Le Maroc face au défi de la continuité dans sa transformation numérique
Depuis quelques années, le Maroc affiche une volonté affirmée de transformer son administration grâce au numérique. Portée par des programmes structurants tels que le Nouveau Modèle de Développement ou la stratégie « Maroc Digital 2030 », cette dynamique a déjà permis de lancer plusieurs plateformes emblématiques et de digitaliser plus de soixante services publics. Dans ce contexte en pleine mutation, l’intelligence artificielle (IA) émerge comme un levier technologique de premier plan, susceptible d’accélérer la mue numérique de l’administration et d’en approfondir l’impact. Mais cette transition pose aussi des questions fondamentales, liées à la gouvernance, à la souveraineté des données et à l’inclusion sociale.

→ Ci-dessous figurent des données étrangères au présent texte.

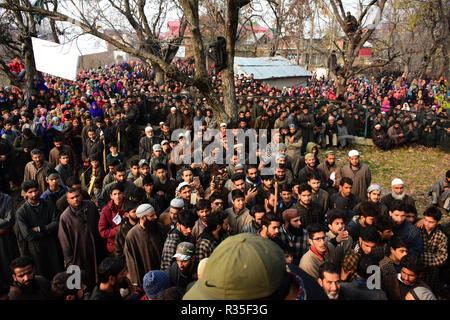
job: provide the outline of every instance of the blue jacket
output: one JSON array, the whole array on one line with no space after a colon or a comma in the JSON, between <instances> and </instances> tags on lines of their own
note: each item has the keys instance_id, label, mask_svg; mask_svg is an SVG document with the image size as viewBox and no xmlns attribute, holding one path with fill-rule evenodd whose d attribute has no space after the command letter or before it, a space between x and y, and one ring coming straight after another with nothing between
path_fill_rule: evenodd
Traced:
<instances>
[{"instance_id":1,"label":"blue jacket","mask_svg":"<svg viewBox=\"0 0 450 320\"><path fill-rule=\"evenodd\" d=\"M394 235L408 243L408 253L418 257L422 255L423 243L419 229L408 221L405 221L400 226L394 227L392 231L394 232Z\"/></svg>"}]
</instances>

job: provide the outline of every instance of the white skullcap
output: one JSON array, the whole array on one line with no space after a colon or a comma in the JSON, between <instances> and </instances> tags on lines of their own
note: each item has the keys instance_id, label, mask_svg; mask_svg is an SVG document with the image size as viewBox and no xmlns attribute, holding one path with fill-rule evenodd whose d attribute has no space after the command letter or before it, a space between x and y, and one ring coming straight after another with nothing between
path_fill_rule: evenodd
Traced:
<instances>
[{"instance_id":1,"label":"white skullcap","mask_svg":"<svg viewBox=\"0 0 450 320\"><path fill-rule=\"evenodd\" d=\"M368 188L367 188L367 193L371 193L374 190L378 190L381 192L381 187L377 184L371 184Z\"/></svg>"},{"instance_id":2,"label":"white skullcap","mask_svg":"<svg viewBox=\"0 0 450 320\"><path fill-rule=\"evenodd\" d=\"M170 201L170 206L173 208L181 209L184 207L184 201L181 198L174 198Z\"/></svg>"},{"instance_id":3,"label":"white skullcap","mask_svg":"<svg viewBox=\"0 0 450 320\"><path fill-rule=\"evenodd\" d=\"M359 156L359 152L358 150L350 150L350 152L348 153L349 157L354 157L354 156Z\"/></svg>"},{"instance_id":4,"label":"white skullcap","mask_svg":"<svg viewBox=\"0 0 450 320\"><path fill-rule=\"evenodd\" d=\"M397 184L404 184L403 180L399 178L395 178L394 180L392 180L391 186L395 186Z\"/></svg>"},{"instance_id":5,"label":"white skullcap","mask_svg":"<svg viewBox=\"0 0 450 320\"><path fill-rule=\"evenodd\" d=\"M186 187L186 186L191 186L188 182L182 182L178 185L177 190L180 191L181 188Z\"/></svg>"},{"instance_id":6,"label":"white skullcap","mask_svg":"<svg viewBox=\"0 0 450 320\"><path fill-rule=\"evenodd\" d=\"M145 131L153 131L153 128L151 126L145 127Z\"/></svg>"},{"instance_id":7,"label":"white skullcap","mask_svg":"<svg viewBox=\"0 0 450 320\"><path fill-rule=\"evenodd\" d=\"M155 211L155 209L152 207L151 204L148 204L148 203L141 204L136 209L136 217L138 217L138 218L145 217L147 214L149 214L152 211Z\"/></svg>"},{"instance_id":8,"label":"white skullcap","mask_svg":"<svg viewBox=\"0 0 450 320\"><path fill-rule=\"evenodd\" d=\"M222 122L222 123L220 124L220 126L221 126L221 127L226 127L227 124L226 124L225 122Z\"/></svg>"},{"instance_id":9,"label":"white skullcap","mask_svg":"<svg viewBox=\"0 0 450 320\"><path fill-rule=\"evenodd\" d=\"M170 110L177 110L177 108L176 107L172 107L172 108L170 108Z\"/></svg>"}]
</instances>

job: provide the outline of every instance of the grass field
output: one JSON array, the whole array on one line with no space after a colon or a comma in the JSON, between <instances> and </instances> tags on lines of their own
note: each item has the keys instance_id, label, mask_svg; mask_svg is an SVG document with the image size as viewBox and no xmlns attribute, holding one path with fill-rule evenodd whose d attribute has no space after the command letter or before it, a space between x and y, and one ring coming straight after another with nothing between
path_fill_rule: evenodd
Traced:
<instances>
[{"instance_id":1,"label":"grass field","mask_svg":"<svg viewBox=\"0 0 450 320\"><path fill-rule=\"evenodd\" d=\"M360 152L361 161L369 165L372 183L383 188L382 196L391 192L394 178L402 179L406 193L416 200L419 215L431 203L431 197L427 195L429 188L450 169L450 154L438 149L416 146L383 151L374 146L360 145L355 149ZM338 166L348 163L349 150L334 149ZM444 221L450 221L450 216L443 218Z\"/></svg>"}]
</instances>

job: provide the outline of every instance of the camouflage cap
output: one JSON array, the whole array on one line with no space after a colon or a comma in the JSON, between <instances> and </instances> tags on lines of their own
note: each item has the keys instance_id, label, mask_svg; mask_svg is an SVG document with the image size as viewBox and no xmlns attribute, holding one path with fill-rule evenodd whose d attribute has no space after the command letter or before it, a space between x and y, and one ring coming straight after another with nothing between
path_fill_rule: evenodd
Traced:
<instances>
[{"instance_id":1,"label":"camouflage cap","mask_svg":"<svg viewBox=\"0 0 450 320\"><path fill-rule=\"evenodd\" d=\"M273 241L241 233L211 254L203 276L183 300L253 300L269 297L283 283L283 250Z\"/></svg>"}]
</instances>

La transformation numérique de l’État marocain s’est construite progressivement autour d’un cadre institutionnel renforcé. Un ministère délégué à la Transition numérique a vu le jour, une feuille de route a été élaborée, et plusieurs textes réglementaires ont été adoptés pour structurer l’action publique en la matière. Parmi les avancées notables figurent la plateforme Idaraty, qui centralise un large éventail de démarches administratives, Chikaya, qui permet aux citoyens de formuler leurs réclamations en ligne, ou encore Chafafiya, dédiée à l’accès à l’information publique. L’identité numérique, quant à elle, facilite un accès sécurisé aux services dématérialisés.
Ces initiatives traduisent une volonté réelle de modernisation. Elles ont permis de rendre les services publics plus accessibles, plus transparents et plus efficaces dans certaines zones. Toutefois, la fracture numérique demeure bien réelle, tant sur le plan social que territorial. L’usage des services en ligne reste faible dans les régions les plus éloignées ou chez les populations les moins alphabétisées. Par ailleurs, l’interopérabilité entre les différents systèmes d’information publics est encore lacunaire, et la simplification des démarches reste souvent superficielle, se limitant à une digitalisation formelle sans repenser les processus sous-jacents.

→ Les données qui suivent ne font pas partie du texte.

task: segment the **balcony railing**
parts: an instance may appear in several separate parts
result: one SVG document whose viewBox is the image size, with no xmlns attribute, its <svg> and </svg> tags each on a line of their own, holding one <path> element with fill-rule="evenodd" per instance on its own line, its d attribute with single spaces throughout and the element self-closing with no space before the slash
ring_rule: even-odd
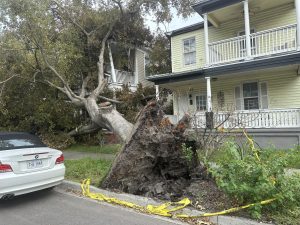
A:
<svg viewBox="0 0 300 225">
<path fill-rule="evenodd" d="M 288 25 L 250 35 L 252 57 L 267 56 L 297 49 L 297 25 Z M 211 65 L 243 60 L 247 57 L 246 36 L 209 44 Z"/>
<path fill-rule="evenodd" d="M 196 113 L 192 127 L 204 128 L 204 113 Z M 214 114 L 214 126 L 218 128 L 293 128 L 300 127 L 300 109 L 268 109 L 217 112 Z"/>
</svg>

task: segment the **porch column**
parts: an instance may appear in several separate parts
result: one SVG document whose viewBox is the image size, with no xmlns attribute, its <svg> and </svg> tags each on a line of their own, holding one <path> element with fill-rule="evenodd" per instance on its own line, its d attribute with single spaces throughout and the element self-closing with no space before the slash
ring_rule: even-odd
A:
<svg viewBox="0 0 300 225">
<path fill-rule="evenodd" d="M 114 60 L 112 57 L 110 44 L 108 43 L 107 45 L 108 45 L 108 54 L 109 54 L 110 69 L 111 69 L 111 78 L 112 78 L 112 82 L 115 84 L 115 83 L 117 83 L 117 77 L 116 77 Z"/>
<path fill-rule="evenodd" d="M 297 16 L 297 47 L 300 49 L 300 0 L 295 0 L 296 16 Z"/>
<path fill-rule="evenodd" d="M 155 85 L 156 100 L 159 101 L 159 85 Z"/>
<path fill-rule="evenodd" d="M 204 19 L 204 45 L 205 45 L 205 64 L 206 66 L 209 66 L 210 60 L 209 60 L 209 38 L 208 38 L 208 16 L 207 13 L 203 15 Z"/>
<path fill-rule="evenodd" d="M 251 58 L 249 0 L 244 1 L 244 17 L 245 17 L 246 53 L 247 53 L 247 58 Z"/>
<path fill-rule="evenodd" d="M 205 77 L 205 79 L 206 79 L 206 90 L 207 90 L 207 111 L 212 112 L 210 77 Z"/>
</svg>

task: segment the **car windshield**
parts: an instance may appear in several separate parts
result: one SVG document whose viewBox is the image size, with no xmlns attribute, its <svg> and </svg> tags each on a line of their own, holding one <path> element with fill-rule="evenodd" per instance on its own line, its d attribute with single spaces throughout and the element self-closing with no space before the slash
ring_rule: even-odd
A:
<svg viewBox="0 0 300 225">
<path fill-rule="evenodd" d="M 0 134 L 0 151 L 36 147 L 45 147 L 37 136 L 30 134 Z"/>
</svg>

L’IA, un levier d’innovation pour une administration plus réactive
L’IA permet d’aller au-delà de la simple dématérialisation. Elle ouvre la voie à des logiques prédictives, à la personnalisation des services, et à la détection proactive des anomalies. Elle permet une meilleure allocation des ressources et une anticipation des besoins des usagers.
Côté usager : une expérience réinventée
Les outils d’intelligence artificielle transforment profondément la manière dont les citoyens interagissent avec les services publics. Grâce à des assistants conversationnels, à des suggestions intelligentes ou au pré-remplissage automatisé, les démarches deviennent plus fluides et plus intuitives. Ces dispositifs permettent de limiter les erreurs, d’éviter les allers-retours et de mieux guider l’usager à chaque étape. En Afrique du Sud, par exemple, la plateforme GovChat permet aux citoyens de poser des questions, de signaler des problèmes et d’accéder à des services via une interface de messagerie familière. Ce type d’outil participe à renforcer le lien entre administration et citoyens, en rendant la relation plus directe, plus réactive et plus accessible.

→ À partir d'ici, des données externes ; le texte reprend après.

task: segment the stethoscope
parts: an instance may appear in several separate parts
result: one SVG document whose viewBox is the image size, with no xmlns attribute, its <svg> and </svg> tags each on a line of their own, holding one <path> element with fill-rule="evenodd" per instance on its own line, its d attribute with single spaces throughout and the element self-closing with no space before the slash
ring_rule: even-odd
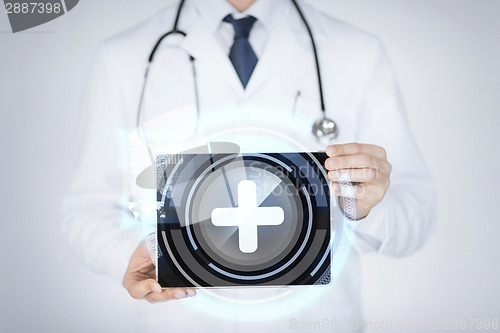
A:
<svg viewBox="0 0 500 333">
<path fill-rule="evenodd" d="M 319 140 L 319 139 L 328 139 L 332 140 L 335 139 L 338 135 L 338 127 L 337 124 L 330 118 L 326 116 L 326 110 L 325 110 L 325 100 L 323 96 L 323 82 L 321 80 L 321 70 L 319 67 L 319 59 L 318 59 L 318 51 L 316 50 L 316 42 L 314 41 L 314 36 L 312 34 L 311 28 L 309 27 L 309 24 L 302 13 L 302 10 L 300 9 L 299 5 L 297 4 L 296 0 L 291 0 L 292 3 L 294 4 L 295 8 L 297 9 L 297 12 L 300 15 L 300 18 L 302 19 L 302 22 L 304 22 L 304 25 L 307 29 L 307 33 L 309 34 L 309 38 L 311 40 L 311 45 L 312 49 L 314 52 L 314 61 L 316 63 L 316 76 L 318 79 L 318 90 L 319 90 L 319 99 L 320 99 L 320 104 L 321 104 L 321 113 L 322 117 L 315 121 L 312 126 L 312 134 Z M 175 22 L 174 22 L 174 27 L 172 30 L 169 32 L 165 33 L 162 35 L 158 41 L 156 42 L 155 46 L 153 47 L 153 50 L 151 51 L 151 54 L 149 55 L 148 59 L 148 65 L 146 67 L 146 73 L 144 74 L 144 82 L 142 85 L 142 90 L 141 90 L 141 96 L 139 98 L 139 107 L 137 110 L 137 127 L 139 127 L 140 124 L 140 118 L 141 118 L 141 113 L 142 113 L 142 104 L 143 104 L 143 99 L 144 99 L 144 92 L 146 90 L 147 82 L 148 82 L 148 74 L 149 70 L 151 68 L 151 65 L 154 60 L 154 56 L 156 54 L 156 51 L 158 50 L 158 47 L 162 43 L 162 41 L 167 38 L 170 35 L 181 35 L 182 37 L 186 37 L 186 33 L 182 30 L 179 30 L 177 27 L 179 25 L 179 18 L 182 12 L 182 7 L 184 6 L 185 0 L 181 0 L 179 3 L 179 8 L 177 9 L 177 14 L 175 16 Z M 200 105 L 199 105 L 199 95 L 198 95 L 198 80 L 196 76 L 196 66 L 194 65 L 195 58 L 191 55 L 189 55 L 189 61 L 191 62 L 191 67 L 192 67 L 192 72 L 193 72 L 193 81 L 194 81 L 194 94 L 195 94 L 195 100 L 196 100 L 196 112 L 197 112 L 197 117 L 199 119 L 200 115 Z"/>
</svg>

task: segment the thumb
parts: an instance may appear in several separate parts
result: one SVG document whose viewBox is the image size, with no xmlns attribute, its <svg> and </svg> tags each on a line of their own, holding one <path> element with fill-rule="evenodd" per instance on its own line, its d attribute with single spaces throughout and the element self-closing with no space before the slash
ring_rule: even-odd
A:
<svg viewBox="0 0 500 333">
<path fill-rule="evenodd" d="M 160 284 L 154 280 L 154 279 L 147 279 L 143 281 L 137 281 L 130 285 L 129 288 L 127 288 L 130 296 L 135 299 L 142 299 L 144 298 L 147 294 L 154 292 L 154 293 L 161 293 L 162 288 Z"/>
</svg>

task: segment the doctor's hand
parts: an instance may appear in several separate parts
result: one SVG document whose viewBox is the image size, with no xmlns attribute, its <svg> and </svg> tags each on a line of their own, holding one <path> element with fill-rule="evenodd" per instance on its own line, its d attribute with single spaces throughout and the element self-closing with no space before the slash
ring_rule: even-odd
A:
<svg viewBox="0 0 500 333">
<path fill-rule="evenodd" d="M 389 187 L 392 167 L 382 147 L 348 143 L 326 147 L 325 167 L 333 190 L 342 199 L 341 177 L 353 183 L 356 198 L 356 219 L 365 218 L 384 198 Z"/>
<path fill-rule="evenodd" d="M 146 243 L 142 242 L 130 258 L 123 277 L 123 286 L 135 299 L 145 299 L 150 303 L 181 299 L 196 295 L 192 288 L 170 288 L 162 290 L 156 281 L 155 265 L 149 256 Z"/>
</svg>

L’accessibilité à l’information en est également simplifiée. L’analyse sémantique et le traitement du langage naturel (NLP) rendent compréhensibles des contenus complexes : conditions d’éligibilité, textes réglementaires, procédures juridiques. Ces outils profitent en particulier aux personnes peu alphabétisées, non francophones ou en situation de handicap, en leur offrant un accès simplifié, voire vocalisé, aux services publics, renforçant ainsi l’inclusion numérique.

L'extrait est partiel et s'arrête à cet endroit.